Trade-offs are at the core of safety.
Three of the articles in this issue demonstrate clearly the influence of systems and interacting components that contribute to the failures currently experienced in health care. The article by Powell-Cope and colleagues reports outcomes from an intervention for individuals with peripheral neuropathy to test the effectiveness of group exercise on gait and balance. This research will have implications for future study of innovative multifaceted approaches to increasing the balance of individual health care clients, one of many dynamic components of the complexity surrounding falls and necessary for successful fall prevention. Two additional articles report findings that demonstrate complexities of care delivery with implications for system design and care delivery models. Kalisch reports on her ongoing and evolving research related to missed nursing care. Kalisch and her research colleagues have contributed to an increased understanding about the multiple factors surrounding omission of nursing care, turning the focus of such errors away from individual nurse intent to provide less than adequate care to the system complexities and trade-off decisions necessary for coping with current care delivery challenges. Research methods that uncover information for understanding the complexity of nursing work are highlighted in the article by Sitterding and colleagues. The findings reported resulted from detailed nurse interview transcripts following direct observation during medication administration, a nursing practice function allotted enormous attention and resources given the error frequency and consequences.

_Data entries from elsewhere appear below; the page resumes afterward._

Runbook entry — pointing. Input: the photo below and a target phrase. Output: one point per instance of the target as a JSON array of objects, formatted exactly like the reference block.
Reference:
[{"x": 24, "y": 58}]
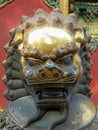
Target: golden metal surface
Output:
[
  {"x": 64, "y": 6},
  {"x": 47, "y": 39}
]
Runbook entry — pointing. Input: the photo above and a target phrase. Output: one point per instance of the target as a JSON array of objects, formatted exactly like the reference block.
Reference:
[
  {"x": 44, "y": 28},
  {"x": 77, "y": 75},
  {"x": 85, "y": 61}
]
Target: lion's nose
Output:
[
  {"x": 50, "y": 71},
  {"x": 50, "y": 64}
]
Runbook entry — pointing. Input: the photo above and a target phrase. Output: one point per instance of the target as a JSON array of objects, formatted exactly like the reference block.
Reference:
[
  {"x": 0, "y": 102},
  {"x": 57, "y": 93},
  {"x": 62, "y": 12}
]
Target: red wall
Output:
[{"x": 9, "y": 18}]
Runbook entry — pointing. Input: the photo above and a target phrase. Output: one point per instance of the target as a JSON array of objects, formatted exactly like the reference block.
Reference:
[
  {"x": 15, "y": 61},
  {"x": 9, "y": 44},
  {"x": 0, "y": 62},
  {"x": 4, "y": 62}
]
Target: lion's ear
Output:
[
  {"x": 79, "y": 36},
  {"x": 18, "y": 38}
]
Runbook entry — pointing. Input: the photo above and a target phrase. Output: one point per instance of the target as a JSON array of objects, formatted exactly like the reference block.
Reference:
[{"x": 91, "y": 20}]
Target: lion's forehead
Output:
[{"x": 47, "y": 39}]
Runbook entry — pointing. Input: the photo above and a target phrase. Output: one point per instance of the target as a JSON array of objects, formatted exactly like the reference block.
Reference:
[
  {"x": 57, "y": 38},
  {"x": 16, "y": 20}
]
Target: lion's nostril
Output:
[{"x": 56, "y": 75}]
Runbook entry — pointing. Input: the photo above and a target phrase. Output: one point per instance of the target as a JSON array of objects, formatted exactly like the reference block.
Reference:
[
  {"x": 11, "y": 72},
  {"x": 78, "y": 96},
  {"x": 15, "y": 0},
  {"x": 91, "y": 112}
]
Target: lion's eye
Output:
[
  {"x": 66, "y": 60},
  {"x": 32, "y": 63}
]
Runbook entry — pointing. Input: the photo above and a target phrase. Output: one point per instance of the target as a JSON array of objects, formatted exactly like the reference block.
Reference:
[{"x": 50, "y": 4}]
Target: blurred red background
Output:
[{"x": 9, "y": 18}]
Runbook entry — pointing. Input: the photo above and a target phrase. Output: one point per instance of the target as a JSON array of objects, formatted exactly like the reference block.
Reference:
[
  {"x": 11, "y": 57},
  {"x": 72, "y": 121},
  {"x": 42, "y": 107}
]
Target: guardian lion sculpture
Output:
[{"x": 48, "y": 75}]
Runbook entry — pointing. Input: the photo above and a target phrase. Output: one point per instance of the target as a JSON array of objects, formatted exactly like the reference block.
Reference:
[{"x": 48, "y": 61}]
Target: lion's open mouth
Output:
[{"x": 51, "y": 97}]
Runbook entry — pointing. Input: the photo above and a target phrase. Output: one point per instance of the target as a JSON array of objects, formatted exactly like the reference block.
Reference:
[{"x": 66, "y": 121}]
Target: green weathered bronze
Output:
[{"x": 48, "y": 75}]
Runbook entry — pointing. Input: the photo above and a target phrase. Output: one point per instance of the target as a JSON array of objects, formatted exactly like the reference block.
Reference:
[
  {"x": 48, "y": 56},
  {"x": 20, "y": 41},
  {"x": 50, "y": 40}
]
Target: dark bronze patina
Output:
[{"x": 48, "y": 75}]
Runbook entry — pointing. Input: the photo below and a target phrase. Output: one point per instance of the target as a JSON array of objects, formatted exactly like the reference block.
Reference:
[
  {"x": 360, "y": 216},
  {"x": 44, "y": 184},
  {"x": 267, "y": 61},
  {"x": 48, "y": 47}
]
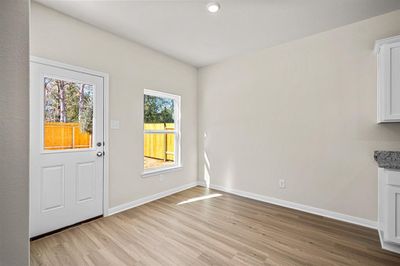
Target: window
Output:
[
  {"x": 161, "y": 131},
  {"x": 68, "y": 114}
]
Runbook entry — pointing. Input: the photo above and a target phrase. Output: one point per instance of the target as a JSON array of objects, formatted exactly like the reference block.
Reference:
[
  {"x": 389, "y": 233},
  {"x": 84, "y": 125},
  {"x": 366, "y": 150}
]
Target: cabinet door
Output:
[
  {"x": 389, "y": 83},
  {"x": 392, "y": 228}
]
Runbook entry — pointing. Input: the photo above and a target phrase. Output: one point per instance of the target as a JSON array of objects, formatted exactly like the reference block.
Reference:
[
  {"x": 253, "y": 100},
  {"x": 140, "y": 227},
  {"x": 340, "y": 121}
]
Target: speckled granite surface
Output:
[{"x": 388, "y": 159}]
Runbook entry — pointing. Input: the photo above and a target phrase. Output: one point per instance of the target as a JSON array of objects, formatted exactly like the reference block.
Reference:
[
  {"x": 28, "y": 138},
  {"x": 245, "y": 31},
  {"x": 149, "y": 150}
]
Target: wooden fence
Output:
[
  {"x": 62, "y": 136},
  {"x": 159, "y": 146}
]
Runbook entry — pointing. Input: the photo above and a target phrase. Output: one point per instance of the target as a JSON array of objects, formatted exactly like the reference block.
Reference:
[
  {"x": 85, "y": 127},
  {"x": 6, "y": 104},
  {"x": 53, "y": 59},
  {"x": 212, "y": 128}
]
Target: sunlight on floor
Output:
[{"x": 199, "y": 198}]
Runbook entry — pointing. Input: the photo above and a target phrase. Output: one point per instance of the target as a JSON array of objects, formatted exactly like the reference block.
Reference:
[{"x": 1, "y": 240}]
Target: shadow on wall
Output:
[{"x": 206, "y": 177}]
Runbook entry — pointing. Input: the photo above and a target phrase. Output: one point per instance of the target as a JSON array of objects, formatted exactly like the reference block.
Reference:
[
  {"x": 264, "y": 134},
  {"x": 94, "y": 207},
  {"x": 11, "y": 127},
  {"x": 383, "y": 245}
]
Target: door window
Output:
[{"x": 68, "y": 114}]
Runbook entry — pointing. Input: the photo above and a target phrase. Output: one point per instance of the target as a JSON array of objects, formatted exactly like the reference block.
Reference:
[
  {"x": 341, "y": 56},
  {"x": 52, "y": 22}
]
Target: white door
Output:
[{"x": 66, "y": 147}]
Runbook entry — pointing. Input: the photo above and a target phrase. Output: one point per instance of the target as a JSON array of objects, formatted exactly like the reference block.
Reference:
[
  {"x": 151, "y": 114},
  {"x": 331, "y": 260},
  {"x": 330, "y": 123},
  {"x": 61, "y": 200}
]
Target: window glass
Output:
[
  {"x": 68, "y": 114},
  {"x": 159, "y": 131}
]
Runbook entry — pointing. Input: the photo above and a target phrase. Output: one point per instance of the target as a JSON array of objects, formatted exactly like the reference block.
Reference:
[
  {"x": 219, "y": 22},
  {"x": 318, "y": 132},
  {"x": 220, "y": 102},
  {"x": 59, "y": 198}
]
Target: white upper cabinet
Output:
[{"x": 388, "y": 51}]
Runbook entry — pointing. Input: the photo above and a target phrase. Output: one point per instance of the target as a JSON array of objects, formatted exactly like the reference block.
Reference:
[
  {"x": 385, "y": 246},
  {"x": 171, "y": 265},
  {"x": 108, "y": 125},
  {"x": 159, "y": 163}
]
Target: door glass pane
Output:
[
  {"x": 68, "y": 114},
  {"x": 159, "y": 150}
]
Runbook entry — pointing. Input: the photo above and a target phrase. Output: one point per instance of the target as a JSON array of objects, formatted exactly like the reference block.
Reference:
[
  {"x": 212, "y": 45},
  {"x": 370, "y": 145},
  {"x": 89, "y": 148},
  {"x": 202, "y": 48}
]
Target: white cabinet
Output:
[
  {"x": 389, "y": 208},
  {"x": 388, "y": 52}
]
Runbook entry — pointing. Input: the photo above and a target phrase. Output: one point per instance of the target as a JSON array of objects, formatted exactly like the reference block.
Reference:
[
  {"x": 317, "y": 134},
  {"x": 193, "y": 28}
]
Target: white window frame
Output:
[{"x": 177, "y": 119}]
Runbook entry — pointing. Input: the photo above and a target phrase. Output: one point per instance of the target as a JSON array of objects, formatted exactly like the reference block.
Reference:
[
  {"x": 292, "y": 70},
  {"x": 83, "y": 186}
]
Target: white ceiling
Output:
[{"x": 184, "y": 29}]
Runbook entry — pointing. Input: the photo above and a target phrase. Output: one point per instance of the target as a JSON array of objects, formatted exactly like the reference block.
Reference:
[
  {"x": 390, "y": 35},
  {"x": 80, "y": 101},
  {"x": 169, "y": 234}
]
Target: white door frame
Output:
[{"x": 105, "y": 77}]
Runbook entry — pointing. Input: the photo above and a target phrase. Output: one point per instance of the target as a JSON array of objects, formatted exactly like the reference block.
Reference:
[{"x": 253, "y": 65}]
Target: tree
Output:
[
  {"x": 63, "y": 110},
  {"x": 158, "y": 110},
  {"x": 69, "y": 102}
]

The findings reveal the remarkably invisible system and work complexities surrounding, and yet unrelated to, medication administration, complexities that are inherent in nurse work routines and our current delivery environments.
Cornell and colleagues’ article contains findings from research about communication, a factor found to be one of the most common contributors to failures in health care delivery. The authors report on outcomes from implementation of a structure for interdisciplinary rounds. Their efforts represent one of many different approaches currently underway to solving communication breakdowns during transfers of care and toward managing the dynamics of individual components and interactions at play during communication of patient information.
Finally, Talsma and colleagues propose a model for guiding improvement efforts toward sustainable interventions designed for use in clinical settings. Development of tested models that prove to be useful for multiple types of improvement and implementation efforts in clinical settings is needed to provide some consistency for approaches to the ever-changing systems that require people to change and adapt constantly.
Most of the improvement efforts over the past 14 years since publication of the IOM report have represented reasonable and well-intended attempts toward increasing patient safety. What continues to be difficult to grasp for those of us in health care is that improvement in patient safety will always be limited by the extent to which we understand the complexity of work. This complexity will never be solved by one process improvement, one enhanced form, or one piece of new technology. Patient safety at any one point in time is about multiple connected and changing factors, dependent, dynamically related, and yet unpredictable in the response of one to another. In fact, as many of us have learned, an improvement in one process, technology, or person can even result in unintended consequences that lead to more error events.
This special issue of WJNR highlights research and scholarship that reflect principles essential for attaining and sustaining patient safety improvement efforts. The publication of this issue comes in the context of an environment in which health care systems are initiating multiple interventions to respond to challenging regulatory and financial requirements through development of new delivery models, alternative health care provider mixes, and supportive new technologies. The danger of a rush to respond and the complexity involved in these efforts is a return to quick fixes and the abandonment of principles important for effective results and avoidance of failures.